Under pressure and threat of boycott by various organizations including the NAACP, the American Heritage Foundation also canceled the Freedom Train's appearance in Birmingham. The episode was somewhat embarrassing for collaborationist local black leaders Ernest Taggart and I. J. Israel, who defended their support of the segregated Freedom Train visit in the spirit of compromise.

Public critique of the Train continued during the tour. The Sunday Oregonian published a two-page section titled "No Premium Fares on Freedom Train—But Actually Some Citizens Still Ride Second Class", detailing persistent discrimination and violence against Black Americans. These and other rumblings were described by FBI Director J. Edgar Hoover as "Negro Communist" agitation.

The 1975–76 American Freedom Train

1976 American Freedom Train, 4-8-4 steam locomotive
The American Freedom Train waiting at the Naval Air Station in Miramar, California, on January 15, 1976.
Freedom train in ga7
Southern Pacific 4449 stopping in Georgia in 1976 while pulling the American Freedom Train.
SP 4449 Sac Riv Bridge Close Apr29 1977xRP - Flickr - drewj1946
Locomotive SP 4449 pulling a post-Bicentennial excursion train in 1977 but still painted for the American Freedom Train

A second freedom train, the American Freedom Train, toured the country in 1975–76 to commemorate the United States Bicentennial. This 26-car train was powered by three newly restored steam locomotives. The first to pull the train was the former Reading Company T-1 class 4-8-4 #2101. The second was the former Southern Pacific 4449, a large 4-8-4 steam locomotive that is still operating in special excursion service today. The third was the former Texas & Pacific 2-10-4 #610, which pulled the train in Texas. Due to light rail loadings and track conditions on the Louisville and Nashville Railroad, diesels hauled the train from New Orleans to Mobile, Alabama. Diesels were also required in Chicago after the steam locomotive derailed attempting to negotiate tracks by the Chicago lakefront.
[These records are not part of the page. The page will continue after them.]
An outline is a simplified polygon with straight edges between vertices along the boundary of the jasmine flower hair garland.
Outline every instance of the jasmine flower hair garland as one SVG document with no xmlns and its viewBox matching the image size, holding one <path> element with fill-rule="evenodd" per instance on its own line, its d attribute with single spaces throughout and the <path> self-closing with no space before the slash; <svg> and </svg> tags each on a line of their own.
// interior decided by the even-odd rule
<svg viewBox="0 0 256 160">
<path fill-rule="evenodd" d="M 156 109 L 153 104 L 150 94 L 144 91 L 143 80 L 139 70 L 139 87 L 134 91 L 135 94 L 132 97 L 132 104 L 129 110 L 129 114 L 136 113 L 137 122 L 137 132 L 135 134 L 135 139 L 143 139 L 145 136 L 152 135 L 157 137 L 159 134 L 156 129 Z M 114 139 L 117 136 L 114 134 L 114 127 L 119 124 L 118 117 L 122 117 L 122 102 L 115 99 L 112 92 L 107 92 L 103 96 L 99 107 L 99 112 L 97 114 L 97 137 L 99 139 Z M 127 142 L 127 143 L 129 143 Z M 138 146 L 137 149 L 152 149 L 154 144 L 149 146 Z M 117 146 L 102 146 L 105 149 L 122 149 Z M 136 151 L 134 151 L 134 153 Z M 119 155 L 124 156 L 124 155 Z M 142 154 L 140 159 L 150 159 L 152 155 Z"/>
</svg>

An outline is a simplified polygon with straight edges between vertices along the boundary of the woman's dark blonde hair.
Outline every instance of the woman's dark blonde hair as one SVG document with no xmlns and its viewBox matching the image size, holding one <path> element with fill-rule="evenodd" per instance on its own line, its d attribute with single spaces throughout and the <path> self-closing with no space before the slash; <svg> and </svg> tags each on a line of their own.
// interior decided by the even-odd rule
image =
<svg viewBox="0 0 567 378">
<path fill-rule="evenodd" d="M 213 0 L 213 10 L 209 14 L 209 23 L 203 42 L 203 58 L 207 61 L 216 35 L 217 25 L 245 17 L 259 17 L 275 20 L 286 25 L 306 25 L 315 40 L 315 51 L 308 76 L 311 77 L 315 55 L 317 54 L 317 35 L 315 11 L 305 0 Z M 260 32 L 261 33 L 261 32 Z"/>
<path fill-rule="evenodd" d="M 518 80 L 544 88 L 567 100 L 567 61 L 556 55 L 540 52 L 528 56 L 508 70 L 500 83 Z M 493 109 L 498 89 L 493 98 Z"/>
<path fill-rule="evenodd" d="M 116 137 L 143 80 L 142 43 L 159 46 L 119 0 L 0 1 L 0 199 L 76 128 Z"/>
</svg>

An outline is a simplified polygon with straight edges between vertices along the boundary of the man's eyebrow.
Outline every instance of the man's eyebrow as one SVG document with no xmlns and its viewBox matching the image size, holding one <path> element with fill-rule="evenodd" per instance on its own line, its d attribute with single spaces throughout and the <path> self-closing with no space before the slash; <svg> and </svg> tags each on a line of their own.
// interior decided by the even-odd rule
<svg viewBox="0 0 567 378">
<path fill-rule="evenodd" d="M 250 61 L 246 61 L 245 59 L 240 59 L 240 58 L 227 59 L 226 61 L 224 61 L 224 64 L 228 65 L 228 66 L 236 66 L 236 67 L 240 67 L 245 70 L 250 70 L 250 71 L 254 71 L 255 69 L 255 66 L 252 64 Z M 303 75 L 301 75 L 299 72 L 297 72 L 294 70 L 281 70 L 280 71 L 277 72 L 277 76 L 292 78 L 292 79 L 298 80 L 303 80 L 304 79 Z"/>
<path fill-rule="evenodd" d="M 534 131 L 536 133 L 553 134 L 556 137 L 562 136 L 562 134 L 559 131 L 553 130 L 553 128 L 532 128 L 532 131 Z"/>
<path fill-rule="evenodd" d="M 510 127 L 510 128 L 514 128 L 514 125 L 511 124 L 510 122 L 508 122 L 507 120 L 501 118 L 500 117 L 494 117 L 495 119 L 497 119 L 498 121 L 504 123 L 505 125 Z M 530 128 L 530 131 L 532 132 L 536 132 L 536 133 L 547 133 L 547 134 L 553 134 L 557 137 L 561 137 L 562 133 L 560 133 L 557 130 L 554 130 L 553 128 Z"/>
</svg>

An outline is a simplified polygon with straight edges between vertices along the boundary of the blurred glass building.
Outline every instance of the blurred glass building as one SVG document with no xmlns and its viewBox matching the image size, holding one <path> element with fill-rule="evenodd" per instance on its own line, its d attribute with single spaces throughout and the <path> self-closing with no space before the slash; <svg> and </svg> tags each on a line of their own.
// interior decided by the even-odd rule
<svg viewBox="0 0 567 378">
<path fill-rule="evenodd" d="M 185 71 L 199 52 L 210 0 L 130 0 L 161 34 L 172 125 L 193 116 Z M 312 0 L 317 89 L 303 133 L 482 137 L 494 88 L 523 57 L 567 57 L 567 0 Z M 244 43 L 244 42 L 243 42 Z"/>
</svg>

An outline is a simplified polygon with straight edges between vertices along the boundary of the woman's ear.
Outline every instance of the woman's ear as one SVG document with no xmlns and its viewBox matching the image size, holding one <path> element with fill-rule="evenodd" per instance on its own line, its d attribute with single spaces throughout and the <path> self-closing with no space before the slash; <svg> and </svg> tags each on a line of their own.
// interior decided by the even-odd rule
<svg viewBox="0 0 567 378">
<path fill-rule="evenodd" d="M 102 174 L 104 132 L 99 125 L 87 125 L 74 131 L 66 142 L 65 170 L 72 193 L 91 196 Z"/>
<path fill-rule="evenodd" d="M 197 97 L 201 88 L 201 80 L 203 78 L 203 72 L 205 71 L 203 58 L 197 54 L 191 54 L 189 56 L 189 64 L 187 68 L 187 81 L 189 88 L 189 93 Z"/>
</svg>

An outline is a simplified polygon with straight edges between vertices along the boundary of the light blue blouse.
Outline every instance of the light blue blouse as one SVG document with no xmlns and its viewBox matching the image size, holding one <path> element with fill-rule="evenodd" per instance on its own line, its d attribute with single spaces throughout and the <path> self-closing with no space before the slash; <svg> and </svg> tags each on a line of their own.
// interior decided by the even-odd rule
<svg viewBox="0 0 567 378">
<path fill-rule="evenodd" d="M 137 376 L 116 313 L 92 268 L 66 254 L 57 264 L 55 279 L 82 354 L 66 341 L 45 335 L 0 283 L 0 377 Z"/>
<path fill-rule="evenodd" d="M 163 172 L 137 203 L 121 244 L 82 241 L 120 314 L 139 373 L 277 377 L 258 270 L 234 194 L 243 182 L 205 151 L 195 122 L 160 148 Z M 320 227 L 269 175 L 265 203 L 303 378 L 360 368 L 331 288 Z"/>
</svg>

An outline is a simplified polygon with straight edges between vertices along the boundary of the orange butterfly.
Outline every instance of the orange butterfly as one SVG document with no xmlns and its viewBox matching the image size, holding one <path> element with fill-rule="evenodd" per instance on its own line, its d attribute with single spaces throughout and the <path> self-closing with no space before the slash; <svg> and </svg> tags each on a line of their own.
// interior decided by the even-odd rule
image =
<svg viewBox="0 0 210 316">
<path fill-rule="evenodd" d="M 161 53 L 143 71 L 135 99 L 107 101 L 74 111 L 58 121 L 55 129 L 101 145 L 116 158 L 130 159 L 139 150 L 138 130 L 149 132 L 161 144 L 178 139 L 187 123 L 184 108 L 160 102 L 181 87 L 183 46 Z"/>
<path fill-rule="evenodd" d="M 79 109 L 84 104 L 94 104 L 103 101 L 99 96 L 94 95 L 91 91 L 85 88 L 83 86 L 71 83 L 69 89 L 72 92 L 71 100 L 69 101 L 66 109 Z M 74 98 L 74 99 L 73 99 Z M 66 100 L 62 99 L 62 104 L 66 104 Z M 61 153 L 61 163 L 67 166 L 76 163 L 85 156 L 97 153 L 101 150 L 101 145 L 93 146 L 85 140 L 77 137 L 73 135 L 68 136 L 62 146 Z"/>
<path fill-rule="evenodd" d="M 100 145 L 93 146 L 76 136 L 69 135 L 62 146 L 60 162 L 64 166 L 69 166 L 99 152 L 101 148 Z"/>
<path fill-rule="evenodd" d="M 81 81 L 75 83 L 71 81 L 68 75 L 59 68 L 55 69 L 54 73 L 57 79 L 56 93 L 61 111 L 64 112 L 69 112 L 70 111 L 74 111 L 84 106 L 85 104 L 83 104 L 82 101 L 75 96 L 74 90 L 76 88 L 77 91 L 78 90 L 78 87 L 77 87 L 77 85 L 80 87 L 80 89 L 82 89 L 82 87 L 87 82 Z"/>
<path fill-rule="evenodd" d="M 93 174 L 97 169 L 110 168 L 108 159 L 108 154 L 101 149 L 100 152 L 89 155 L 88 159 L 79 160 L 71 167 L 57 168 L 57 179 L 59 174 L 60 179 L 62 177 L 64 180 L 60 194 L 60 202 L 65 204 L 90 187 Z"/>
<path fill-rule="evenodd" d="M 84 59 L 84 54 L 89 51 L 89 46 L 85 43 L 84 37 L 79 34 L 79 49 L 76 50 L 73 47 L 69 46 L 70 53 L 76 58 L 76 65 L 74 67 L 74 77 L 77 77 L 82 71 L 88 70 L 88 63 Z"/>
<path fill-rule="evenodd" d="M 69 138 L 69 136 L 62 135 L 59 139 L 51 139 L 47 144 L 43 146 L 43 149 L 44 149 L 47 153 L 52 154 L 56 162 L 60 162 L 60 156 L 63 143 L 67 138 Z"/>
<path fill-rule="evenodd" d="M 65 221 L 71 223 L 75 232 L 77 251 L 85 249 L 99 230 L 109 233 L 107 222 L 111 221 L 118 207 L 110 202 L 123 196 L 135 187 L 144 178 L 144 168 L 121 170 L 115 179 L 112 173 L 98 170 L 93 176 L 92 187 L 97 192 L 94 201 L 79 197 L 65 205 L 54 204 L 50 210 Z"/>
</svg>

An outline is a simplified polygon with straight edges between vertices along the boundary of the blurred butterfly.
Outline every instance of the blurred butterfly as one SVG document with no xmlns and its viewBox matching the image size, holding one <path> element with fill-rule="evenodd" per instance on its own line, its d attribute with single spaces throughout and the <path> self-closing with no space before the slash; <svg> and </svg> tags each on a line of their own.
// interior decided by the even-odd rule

The train itself consisted of 10 display cars, converted from New York Central and Penn Central baggage cars. They carried more than 500 treasures of Americana, including George Washington's copy of the Constitution, the original Louisiana Purchase, Judy Garland's dress from The Wizard of Oz, Joe Frazier's boxing trunks, Martin Luther King Jr.'s pulpit and robes, replicas of Jesse Owens' four Olympic gold medals from 1936 (one of which was stolen somewhere along the way), a pair of Wilt Chamberlain's basketball shoes, and a rock from the Moon.

Its tour of all 48 contiguous states lasted from April 1, 1975, until December 31, 1976. More than 7 million Americans visited the train during its tour, while millions more stood trackside to see it go by.

The tour began in Wilmington, Delaware, and headed northeast to New England, west through Pennsylvania, Ohio to Michigan, then around Lake Michigan to Illinois and Wisconsin. From the Midwest, the tour continued westward, zigzagging across the plains to Utah and then up to the Pacific Northwest. From Seattle, Washington, the tour then traveled south along the Pacific coast to southern California. The train and crew spent Christmas 1975 in Pomona, California, decorating the locomotive with a large profile of Santa Claus on the front of the smokebox above the front coupler. For 1976, the tour continued from southern California eastward through Arizona, New Mexico and Texas, then turned north to visit Kansas and Missouri before traveling through the Gulf Coast states and then north again to Pennsylvania. The tour continued southeast to New Jersey then south along the Atlantic coast before finally ending December 26, 1976, in Miami, Florida. The last visitor went through the train on December 31, 1976.

In early 1977, National Museums of Canada bought 15 of the cars and from 1978 to 1980 toured across Canada as Discovery Train, a mobile museum focusing on that country's history.